While We’re Young – Review

While We’re Young – Review

While We’re Young is the new film by director Noah Baumbach, who previously directed The Squid and the Whale, which came out in 2005. This is supposedly a comeback movie and return to form, but frankly I don’t see what all the talk is about. I shall explain in due course.

The film’s two main stars are Ben Stiller and Naomi Watts. They play forty-somethings whose lives have hit a rut. Stiller is a documentary film maker, who has been working on his latest project for eight years. Acting as a metaphor for his own life – his film has somewhat stalled to say the least.

We are then introduced to two twenty something hipsters portrayed by Adam Driver and Amanda Seyfried.
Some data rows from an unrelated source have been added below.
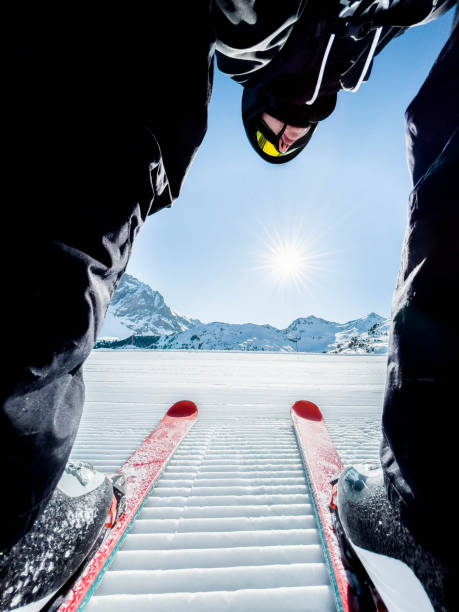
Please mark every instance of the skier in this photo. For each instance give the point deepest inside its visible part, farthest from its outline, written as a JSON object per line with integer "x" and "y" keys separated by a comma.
{"x": 100, "y": 123}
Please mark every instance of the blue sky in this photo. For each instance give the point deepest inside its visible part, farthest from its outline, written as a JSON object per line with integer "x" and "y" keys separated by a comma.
{"x": 343, "y": 200}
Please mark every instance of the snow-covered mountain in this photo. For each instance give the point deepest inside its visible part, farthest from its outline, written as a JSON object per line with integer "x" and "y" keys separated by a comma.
{"x": 310, "y": 334}
{"x": 137, "y": 308}
{"x": 366, "y": 335}
{"x": 227, "y": 336}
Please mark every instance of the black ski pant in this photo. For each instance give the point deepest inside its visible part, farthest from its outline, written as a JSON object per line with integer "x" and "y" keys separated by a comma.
{"x": 101, "y": 115}
{"x": 421, "y": 413}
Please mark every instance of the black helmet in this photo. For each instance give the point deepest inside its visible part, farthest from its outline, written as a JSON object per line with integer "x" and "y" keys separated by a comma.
{"x": 256, "y": 101}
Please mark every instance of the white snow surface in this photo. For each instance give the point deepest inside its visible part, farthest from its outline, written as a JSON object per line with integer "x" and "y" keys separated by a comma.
{"x": 229, "y": 526}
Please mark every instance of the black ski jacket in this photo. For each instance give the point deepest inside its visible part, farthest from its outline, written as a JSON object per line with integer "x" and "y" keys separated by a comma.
{"x": 310, "y": 50}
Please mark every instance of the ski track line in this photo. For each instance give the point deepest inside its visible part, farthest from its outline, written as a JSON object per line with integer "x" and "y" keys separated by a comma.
{"x": 229, "y": 525}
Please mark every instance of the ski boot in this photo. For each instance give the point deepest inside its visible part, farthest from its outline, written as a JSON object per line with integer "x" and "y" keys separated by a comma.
{"x": 407, "y": 576}
{"x": 38, "y": 571}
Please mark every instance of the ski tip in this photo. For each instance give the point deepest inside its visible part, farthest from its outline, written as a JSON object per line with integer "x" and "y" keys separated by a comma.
{"x": 183, "y": 408}
{"x": 307, "y": 410}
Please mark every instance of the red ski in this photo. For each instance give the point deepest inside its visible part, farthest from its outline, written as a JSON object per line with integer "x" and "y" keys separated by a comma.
{"x": 141, "y": 471}
{"x": 322, "y": 466}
They are present at a lecture given by Stiller, and Driver professes to admire his previous documentary, despite the fact that it was not available to the general public. This impresses Stiller. What ensues is a burgeoning friendship between the two couples which sees the older pair attempting to reclaim the youth they thought was lost forever. This incorporates some funny scenes and the film seems to be rolling along nicely, but then everything changes.

Whereas the first half of the picture is a joy, the second is a hideous mishmash, which boils down into one ugly melange of scenes. The latter half is bogged down by a confusing, convoluted plot about Driver using Stiller to get ahead with his own movie making career. The gulf in quality between the two halves is immense. It is amazing that no one noticed the film had lost its mojo.

The movie – despite its glaring faults – is well acted. Stiller, Watts and Driver all play their respective roles well. On the other hand I was not impressed by Seyfried, who was crass and foul mouthed, and not in a funny way. The performance in While We’re Young is the great Charles Grodin who plays Watts’ father and is best known for starring nineties film Beethoven. You may also remember him from the fantastic performance he gave alongside Robert De Niro in the 1988 comedy Midnight Run. Now eighty years old and no longer the strongly built character he was, he thoroughly looks his age. However, the second he opened his mouth and that rich voice came out, he stole the show. His strained relationship with Stiller and a hilarious scene where he seems confounded by Oreos are a rare highlight.

I really tried to like this movie, but in the end it just failed to convince me. The feeling of disappointment left by the second half and the tepid ending is hard to ignore. For the great first part and the performance of Charles Grodin I am giving the film two stars. This movie isn’t a plague, but if I were you I would still avoid it.